Article Date: 6/1/2001

treatment plan

Oral and Systemic Medications In Eye Care: Part I

BY WILLIAM TOWNSEND, OD
June 2001

Practitioners often overlook the importance of oral and systemic medications in managing conditions related to the eye. Despite the advantages of topical agents, sometimes systemic medications systemic when systemic medications are the preferred method for treating patients with ocular conditions.

Pain and Inflammation

The first step in managing patients in pain is a thorough case history and medications history. Focus on past history, specifically medication allergy, and sensitivity. Documented allergy to non-steroidal anti-inflammatories (NSAIDS) or narcotic analgesics should be noted. Identify individuals with a prior history of narcotics abuse and determine what other medications the patient is taking. NSAIDS such as aspirin can enhance the platelet-inhibiting properties of warfrin. NSAIDS also can exacerbate existing asthma. Understanding the entire medication and health profile of an individual is important in prescribing oral medications.

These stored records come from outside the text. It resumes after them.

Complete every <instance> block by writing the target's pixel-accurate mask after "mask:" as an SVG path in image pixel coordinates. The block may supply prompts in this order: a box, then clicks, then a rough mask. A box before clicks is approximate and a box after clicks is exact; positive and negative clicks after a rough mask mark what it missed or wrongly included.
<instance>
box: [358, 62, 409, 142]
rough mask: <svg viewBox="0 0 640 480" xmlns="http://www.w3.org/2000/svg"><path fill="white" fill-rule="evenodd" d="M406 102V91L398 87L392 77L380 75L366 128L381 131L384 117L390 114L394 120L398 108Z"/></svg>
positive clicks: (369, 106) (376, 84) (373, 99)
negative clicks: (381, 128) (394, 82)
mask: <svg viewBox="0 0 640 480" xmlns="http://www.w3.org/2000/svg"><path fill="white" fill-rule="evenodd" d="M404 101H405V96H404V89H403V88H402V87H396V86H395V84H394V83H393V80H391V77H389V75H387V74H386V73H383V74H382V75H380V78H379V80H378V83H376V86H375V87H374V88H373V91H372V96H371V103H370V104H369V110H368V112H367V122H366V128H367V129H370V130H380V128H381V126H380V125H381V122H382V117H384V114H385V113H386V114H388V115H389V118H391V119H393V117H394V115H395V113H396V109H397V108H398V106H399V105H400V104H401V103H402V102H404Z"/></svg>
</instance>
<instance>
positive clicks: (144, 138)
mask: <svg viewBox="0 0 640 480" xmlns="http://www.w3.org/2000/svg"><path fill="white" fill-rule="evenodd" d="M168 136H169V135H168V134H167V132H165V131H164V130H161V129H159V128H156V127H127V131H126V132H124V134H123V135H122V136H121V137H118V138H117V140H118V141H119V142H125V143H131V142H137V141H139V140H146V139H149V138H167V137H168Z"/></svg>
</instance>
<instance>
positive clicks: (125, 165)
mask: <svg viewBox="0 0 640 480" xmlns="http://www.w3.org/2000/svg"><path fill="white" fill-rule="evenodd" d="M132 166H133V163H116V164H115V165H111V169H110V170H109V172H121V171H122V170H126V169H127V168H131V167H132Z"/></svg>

Pain is mediated by several different substances, but the most common mediators of pain are the prostaglandins. Some prosta-glandins are responsible for many inflammatory processes, which results in increased pain. Unlike histamine and serotonin, prosta-glandins must be synthesized. The process can be blocked by corticosteroids or by NSAIDS. In situations with an accompanying cellular response, such as in uveitis, steroids have the obvious edge. Topical NSAIDS are very useful in pre-treating patients prior to corneal foreign body removal and significantly reduce postoperative pain and discomfort, but oral NSAIDS are also often necessary for managing ocular pain and irritation.

The pain-relieving properties of NSAIDs are often underestimated. In a study of dental patients, 400 mg of ibuprofen were found to be superior to Tylenol with 60 mg codeine (Tylenol #4) in pain relief. NSAIDs exert their anti-inflammatory and antipyretic influence both peripherally and in the central nervous system. Oral acetaminophen is an NSAID that exerts its analgesic and antipyretic effect within the CNS, but does not have an effect peripherally. Patients with contraindications to typical NSAIDs can often benefit from the pain-relieving properties of oral acetaminophen. Unlike other NSAIDS, acetaminophin has no anti-inflammatory effects. Ibuprofen is generally prescribed for adults 400 to 800 mg q 6 hrs. The customary adult dosing for acetaminophen is 650 mg q 4 hrs.

Eye conditions rarely require long-term pain management with narcotics; NSAIDS are superior to some narcotics in relieving pain. But narcotics reduce the perception of pain and induce drowsiness. They cause respiratory depression and, if possible, should be avoided in patients with asthma and COPD. Gastrointestinal effects include constipation, emesis and nausea, but these are usually not a problem when treatment is limited to a few days. Patients on narcotics tend to be sedated and should be warned not to drive or use dangerous equipment while taking them. These effects are magnified with alcohol. Obviously, one should also avoid prescribing narcotics for patients with a known history of abuse or addiction.

In selecting a narcotic for short-term pain management, look for minimizing side effects and maximizing pain relief. Hydrocodone with acetaminophen (Lortab, Lorcet, Vicodin) is an excellent choice for severe eye-related pain. Typical dosing is 5 mg to 10 mg q 3 to 4 hrs. Tylenol with codeine (Tylenol #3, Tylen-ol #4) is also time-proven for managing pain and is generally prescribed q 4 to 6 hours for adults. Upcoming issues will address other oral medications and their use in eye care.